Therein lies the conundrum facing lawmakers and 2020 presidential candidates when it comes to Social Security, which last year paid out retirement and disability benefits to some 63 million Americans.
Social Security's moment of truth, when the money runs out to pay full benefits, isn't until 2035, according to the latest official forecast released Monday.
The main Old-Age and Survivors Insurance Trust Fund would run out of cash a year earlier than that. But the program's trustees say that if legislation is enacted to raid the far-smaller Disability Insurance fund -- which wouldn't go bust until 2052 under the latest projections -- and divert the resources to retirement benefits, it would only buy one extra year.
So once the theoretical combined reserves, which now sit at nearly $2.9 trillion, are depleted in 2035, every current and future beneficiary at that point would be forced to take a 20% haircut from what they'd ordinarily receive.
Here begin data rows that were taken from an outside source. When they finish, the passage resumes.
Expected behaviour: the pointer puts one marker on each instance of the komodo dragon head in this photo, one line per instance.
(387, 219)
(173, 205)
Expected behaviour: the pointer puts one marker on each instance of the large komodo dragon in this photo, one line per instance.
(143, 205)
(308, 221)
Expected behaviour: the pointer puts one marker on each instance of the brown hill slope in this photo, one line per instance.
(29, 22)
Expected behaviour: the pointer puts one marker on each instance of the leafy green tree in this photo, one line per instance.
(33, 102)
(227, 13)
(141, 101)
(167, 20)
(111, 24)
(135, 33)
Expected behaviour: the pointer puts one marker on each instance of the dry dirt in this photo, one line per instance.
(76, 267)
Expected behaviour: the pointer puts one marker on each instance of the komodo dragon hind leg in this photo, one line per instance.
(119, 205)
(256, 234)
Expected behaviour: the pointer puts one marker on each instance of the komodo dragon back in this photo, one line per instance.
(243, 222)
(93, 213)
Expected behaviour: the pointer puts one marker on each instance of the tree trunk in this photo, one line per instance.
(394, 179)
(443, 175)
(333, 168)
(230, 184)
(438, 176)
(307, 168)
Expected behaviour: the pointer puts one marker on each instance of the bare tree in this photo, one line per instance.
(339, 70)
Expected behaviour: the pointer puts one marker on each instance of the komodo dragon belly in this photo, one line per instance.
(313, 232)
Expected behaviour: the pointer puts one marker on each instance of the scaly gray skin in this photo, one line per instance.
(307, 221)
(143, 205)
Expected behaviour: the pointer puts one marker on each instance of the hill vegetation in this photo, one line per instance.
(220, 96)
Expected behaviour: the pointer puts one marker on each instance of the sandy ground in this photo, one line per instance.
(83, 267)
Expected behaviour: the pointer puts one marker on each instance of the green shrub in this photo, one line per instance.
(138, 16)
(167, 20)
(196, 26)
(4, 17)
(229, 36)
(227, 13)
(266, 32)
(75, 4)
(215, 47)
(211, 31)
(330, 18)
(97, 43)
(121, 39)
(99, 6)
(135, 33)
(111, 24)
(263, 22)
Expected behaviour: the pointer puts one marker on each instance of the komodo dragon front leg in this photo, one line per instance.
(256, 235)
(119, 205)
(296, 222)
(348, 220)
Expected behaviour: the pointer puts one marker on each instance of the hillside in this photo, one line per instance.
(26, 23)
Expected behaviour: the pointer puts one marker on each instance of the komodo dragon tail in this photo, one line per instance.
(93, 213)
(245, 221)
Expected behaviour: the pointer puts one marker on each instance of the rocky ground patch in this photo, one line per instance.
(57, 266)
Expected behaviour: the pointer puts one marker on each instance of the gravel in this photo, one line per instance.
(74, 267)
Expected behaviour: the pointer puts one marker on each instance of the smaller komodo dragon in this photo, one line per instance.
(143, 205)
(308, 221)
That 16-year lag is a blessing in some ways for the Trump administration and members of Congress, who aren't facing much pressure to act now to fix the program's finances. President Donald Trump has shied away from proposing any benefit changes or tax increases to put Social Security on sounder footing, and it's not a top-tier issue for either the Democratic leadership in Congress or the myriad 2020 presidential candidates from that side of the aisle.
But the Social Security trustees' findings are also a curse, since if policymakers wait too long, solutions may involve politically unpalatable options such as current retirees absorbing benefit cuts, or hitting working-age Americans with large and sudden tax increases to avoid such cuts.
According to the Census Bureau, by 2030 all of the baby-boom generation of Americans will have reached retirement age. One out of every 5 U.S. residents will be aged 65 or older at that point.
By the trustees' reckoning, taking action today to fix the programs' finances for the next 75 years would require either a 22% increase in the payroll taxes paid by about 176 million workers and their employers; a 20% cut to all scheduled payments for future beneficiaries starting this year; or some combination. Waiting to act until 2035 would require a 29% payroll tax increase, 23% cut to all benefits for current and future beneficiaries, or a mix of options.
The legislative fix favored by most of the 2020 Democratic presidential candidates currently serving in Congress is spearheaded by Sen. Bernie Sanders, I-Vt.